The shelter, run by the United Nations Relief and Works Agency, is normally a school for children aged six to nine. Families live in its classrooms and under tents made of sheets and wood pitched on its grounds. A spokesman for Unrwa said there were 171,240 people in 89 shelters it runs as of 10:30 in the morning, only a modest increase from the night before. But he said the overall number of displaced people in Gaza was far higher.

At one school, 800 people who had left in recent days returned on Friday morning as news of the renewed fighting broke. One was Nidal Sultan, 21, who had driven with six members of his family from the northern town of Beit Lahiya.

"We were in the school on the first day of the ceasefire and came back this morning," he said. "There were strikes and shelling in the last hour or so. It's not safe, so we have to come to the school however bad it is. We will stay now until the war stops."

UN worker Amal Zaqqout said the school was now holding more displaced people than before the ceasefire. "We are very, very crowded. We have 2,000 or more people living in corridors, in classrooms, everywhere. Thank God we have not had any transmissible diseases, but that is definitely a concern now," Zaqqout said.

Israeli Economics Minister Naftali Bennett said that Israel mustn't allow rocket fire be used as a leverage in cease-fire talks. "This is a moment of trial for Israeli deterrence in coming years. The response must be stiff," Mr. Bennett said.

Hamas representatives had refused an extension of the cease-fire unless steps were taken to lift Israel's economic embargo on Gaza. Late Thursday, the movement's political wing, the Qassam Brigades, said it was ready to fight again if its conditions weren't met.

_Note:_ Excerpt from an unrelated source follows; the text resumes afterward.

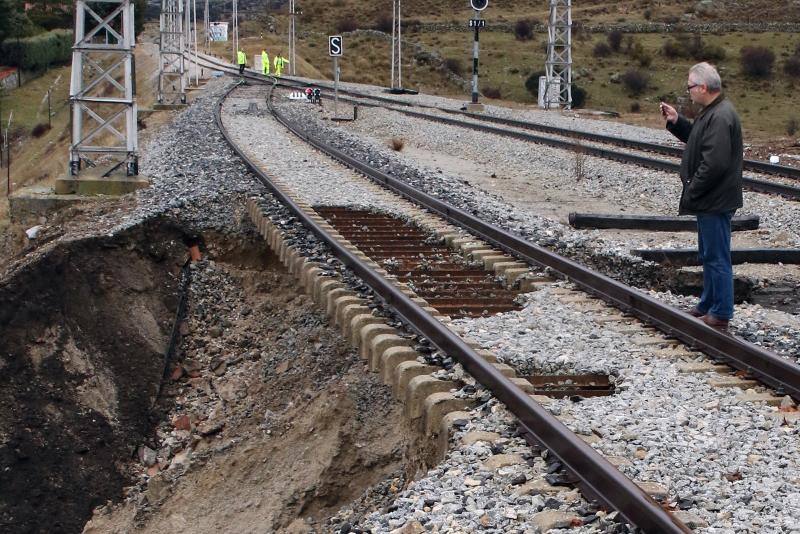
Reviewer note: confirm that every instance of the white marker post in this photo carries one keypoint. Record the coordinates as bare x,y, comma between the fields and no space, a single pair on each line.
335,50
477,23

It threatened to shut down air traffic at Ben Gurion International Airport in Lod, on the outskirts of Tel Aviv, unless Israel agreed to the construction of a seaport in the coastal strip.

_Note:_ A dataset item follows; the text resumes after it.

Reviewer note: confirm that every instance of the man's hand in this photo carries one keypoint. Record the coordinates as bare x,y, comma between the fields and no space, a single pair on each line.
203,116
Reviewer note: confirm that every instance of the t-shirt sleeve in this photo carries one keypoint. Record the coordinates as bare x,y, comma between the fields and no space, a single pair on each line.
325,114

Before the ceasefire, more than a quarter of Gaza's population of 1.8 million had been displaced. About half were in UN shelters, and many of the rest stayed with relatives. About 65,000 are believed now to be homeless.

Most people in Gaza blamed Israel for the renewal of hostilities and said they supported the demands made by the Palestinian delegation in Cairo during indirect negotiations brokered by the Egyptians in recent days. Chief among those demands has been the lifting of the eight-year blockade of Gaza by Israel and Egypt.

"The people's demands are humanitarian. Even if the resistance agreed to drop the demands, the people would not agree. We are at the point where life or death is the same thing for us," said Mohamed Eid, 40, who has been living in the grounds of the main hospital in Gaza since his house was destroyed in fierce fighting in the east of the city 15 days ago.

But Faiza Abu Khalil, 37, said she was "very worried and very scared" and still hoped for peace. Abu Khalil had returned to Gaza from her home near Beit Lahiya on Thursday night when it appeared the ceasefire would not hold.